On Mon, Jun 22, 2020 at 6:27 PM Félix <[email protected]> wrote:
>
> - I see that the command palette already supports some of Leo's
>> outline-oriented (essential) commands. It might be good to use a separate
>> Leo decorator to denote commands that leoInteg should support. But that's a
>> nit.
>
>
> They do have a decorator: "Leo", opening the command palette and
> ctrl+shit+P and typing 'leo' will restrict to leo commands.
>
Thanks for the clarification. Do you have special code to discover Leo
commands, or do you allow anything in c.commandDict?
- I also see that you support some Leo settings in the way cool settings
>> pane.
>
>
> In vscode, with the 'git-lens' extension installed, (i think it comes by
> default now even!.. not sure...)
>
Iirc, a git extension is pre-installed. I installed git-lens manually.
> open the command palette and start typing "git welcome" to see what
> inspired me for that settings "webview" page!
>
That's cool. The description of git-lens in the plugins pane is even more
impressive.
> - I don't see syntax coloring in the Leo outlines.
>
>
> Wheuat?? what do you mean? syntax coloring works and it makes the whole
> 'leoInteg" landscape come together so nicely! I have to re-do all my gifs
> and movies because of that! Have you pulled 'dev' ? maybe I forgot to push
> ,,, I'll check again...
>
I just switched to your "dev" branch and did an npm install. Now I do see *some
*syntax coloring in the body pane.
I see (both in my actual files and in your example gifs) that Leo's
directives are colored, but not python-specific keywords such as "def".
Let's test for typescript. From the command palette I see that "Leo: Insert
Node" is bound to Ctrl + I. Very cool.
I created a new node, containing:
@language typescript
import * as vscode from "vscode";
import * as WebSocket from 'ws';
import { Constants } from "./constants";
import { LeoBridgePackage, LeoAction } from "./types";
import { LeoIntegration } from "./leoIntegration";
import { LeoAsync } from "./leoAsync";
Wow. Copy and paste from vs-code retains the styling in this email!
You see exactly what I see. The @language is not colored, nor are "import"
and "as" and "from" keywords.
- After F5, the new window contains an "Outline" area in the Explorer area.
>> It says "The active editor can not provide outline information". What is
>> the purpose of the "Outline" area? There is also a "Timeline" area.
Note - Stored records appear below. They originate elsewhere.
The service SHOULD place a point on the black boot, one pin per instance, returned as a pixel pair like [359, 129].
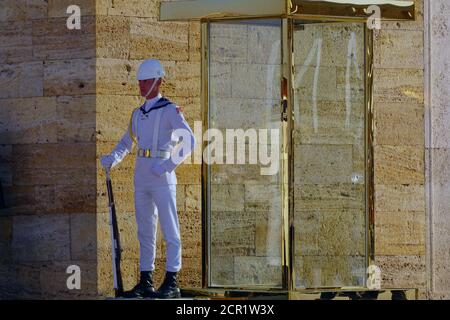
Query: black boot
[144, 289]
[169, 288]
[399, 295]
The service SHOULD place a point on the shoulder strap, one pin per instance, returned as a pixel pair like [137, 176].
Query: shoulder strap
[130, 126]
[161, 103]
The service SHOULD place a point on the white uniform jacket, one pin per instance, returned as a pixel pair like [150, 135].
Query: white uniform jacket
[158, 126]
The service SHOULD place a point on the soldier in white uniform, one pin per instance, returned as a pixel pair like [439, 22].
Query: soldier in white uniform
[156, 127]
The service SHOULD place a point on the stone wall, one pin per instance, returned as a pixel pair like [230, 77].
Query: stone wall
[127, 33]
[438, 147]
[399, 153]
[47, 149]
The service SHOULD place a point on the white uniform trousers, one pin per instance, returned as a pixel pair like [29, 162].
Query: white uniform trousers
[152, 203]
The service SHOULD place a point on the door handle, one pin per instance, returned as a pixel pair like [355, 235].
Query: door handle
[284, 102]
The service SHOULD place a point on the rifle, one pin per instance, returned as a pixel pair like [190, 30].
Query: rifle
[115, 240]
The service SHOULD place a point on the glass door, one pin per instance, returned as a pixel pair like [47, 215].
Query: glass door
[243, 154]
[329, 155]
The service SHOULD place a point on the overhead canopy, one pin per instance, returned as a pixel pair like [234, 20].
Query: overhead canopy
[356, 9]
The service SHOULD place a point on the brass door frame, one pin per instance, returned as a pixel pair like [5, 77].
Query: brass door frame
[287, 163]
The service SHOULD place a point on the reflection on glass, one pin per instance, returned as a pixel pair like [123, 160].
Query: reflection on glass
[244, 206]
[329, 155]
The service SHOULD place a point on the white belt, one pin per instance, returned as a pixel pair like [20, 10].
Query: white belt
[147, 153]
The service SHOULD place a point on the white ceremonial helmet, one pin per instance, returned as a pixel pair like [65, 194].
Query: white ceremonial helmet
[150, 69]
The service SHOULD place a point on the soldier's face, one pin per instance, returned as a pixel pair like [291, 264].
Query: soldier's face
[146, 85]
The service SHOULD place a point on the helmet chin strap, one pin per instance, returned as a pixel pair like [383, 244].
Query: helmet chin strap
[151, 88]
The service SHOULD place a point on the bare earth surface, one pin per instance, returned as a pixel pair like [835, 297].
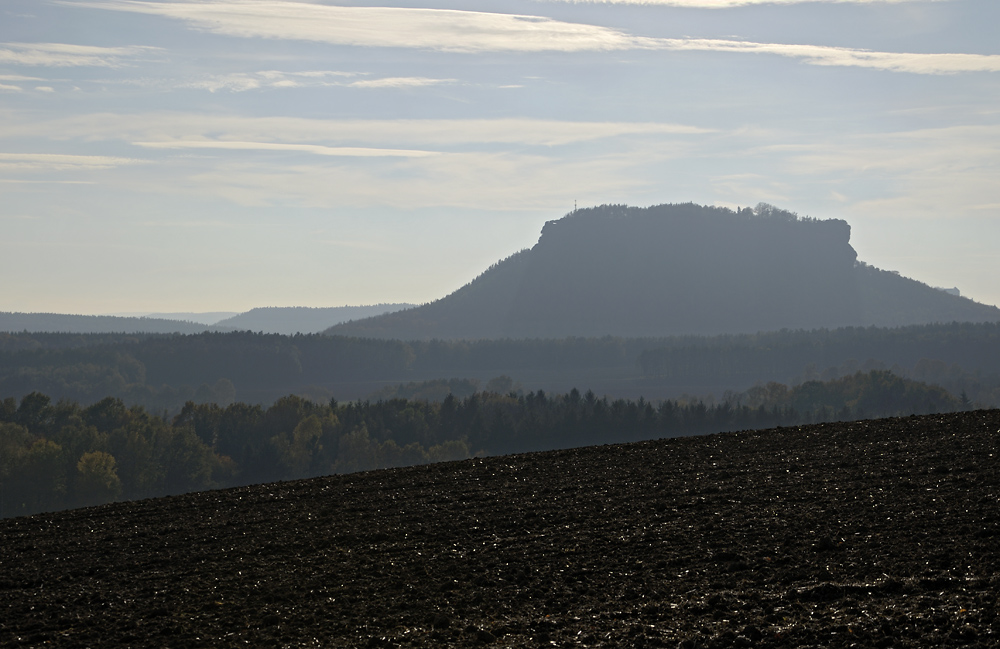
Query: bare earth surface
[871, 534]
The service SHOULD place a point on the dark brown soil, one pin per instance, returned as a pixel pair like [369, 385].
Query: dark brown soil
[871, 534]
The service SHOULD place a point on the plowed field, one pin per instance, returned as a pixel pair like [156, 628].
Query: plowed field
[880, 533]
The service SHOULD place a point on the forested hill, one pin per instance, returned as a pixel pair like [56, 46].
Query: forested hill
[675, 270]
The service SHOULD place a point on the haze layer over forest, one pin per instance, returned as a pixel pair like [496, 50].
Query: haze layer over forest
[674, 270]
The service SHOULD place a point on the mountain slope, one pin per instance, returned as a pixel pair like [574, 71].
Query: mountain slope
[677, 269]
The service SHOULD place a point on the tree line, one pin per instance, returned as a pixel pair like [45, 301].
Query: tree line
[163, 372]
[56, 455]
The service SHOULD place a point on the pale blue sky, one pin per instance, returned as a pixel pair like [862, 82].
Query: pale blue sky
[205, 156]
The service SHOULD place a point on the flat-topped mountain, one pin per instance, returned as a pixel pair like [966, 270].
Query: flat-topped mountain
[677, 269]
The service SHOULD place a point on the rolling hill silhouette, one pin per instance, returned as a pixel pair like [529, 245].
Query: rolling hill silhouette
[676, 269]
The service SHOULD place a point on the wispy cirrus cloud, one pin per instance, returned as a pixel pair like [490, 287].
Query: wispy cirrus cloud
[727, 4]
[68, 55]
[917, 63]
[273, 79]
[473, 32]
[400, 82]
[434, 29]
[388, 133]
[61, 162]
[316, 149]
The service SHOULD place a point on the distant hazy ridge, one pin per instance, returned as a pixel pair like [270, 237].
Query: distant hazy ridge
[280, 320]
[672, 270]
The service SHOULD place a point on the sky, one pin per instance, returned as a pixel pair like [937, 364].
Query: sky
[224, 155]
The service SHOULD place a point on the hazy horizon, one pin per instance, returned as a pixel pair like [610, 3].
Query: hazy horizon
[170, 156]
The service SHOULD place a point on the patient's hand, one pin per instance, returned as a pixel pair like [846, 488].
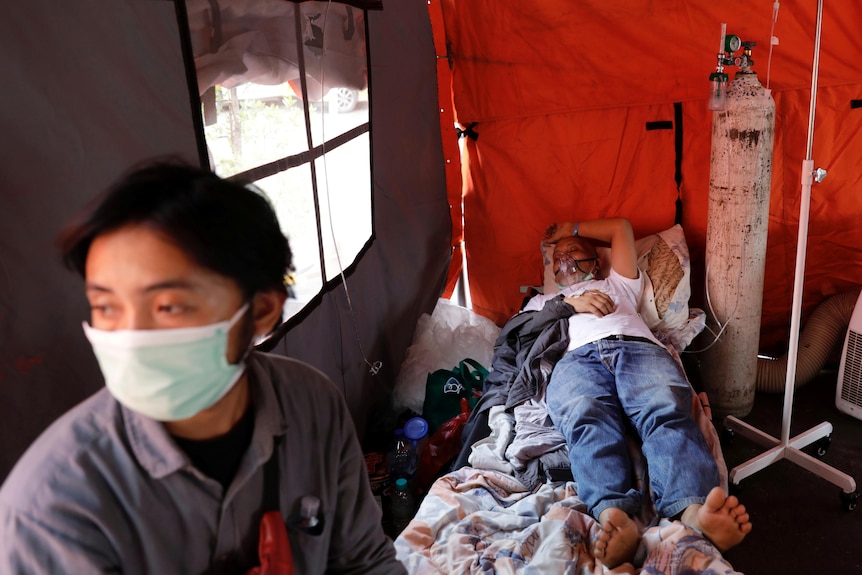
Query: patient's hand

It
>> shows "No timeline information was provided". I wonder whether this might
>> be related to a plugin, say gitLens.
>
>
> aha! - those are regular vscode views that are usually in the explorer
> panel indeed. they are standard, The 'outline' will show you a regular
> 'outline' of class methods, properties of a file that would be open in an
> editor. ...any file... just select a source in the explorer, it opens and
> boom, half a second later, a generated outline appears. its a plain
> representation of the source file. (the opposite of building with leo, if
> you will... or maybe like a plain 'import' tree without any structure depth
> to represent anything.)
>
I suspected as much. I think it would be fine to suppress those panes.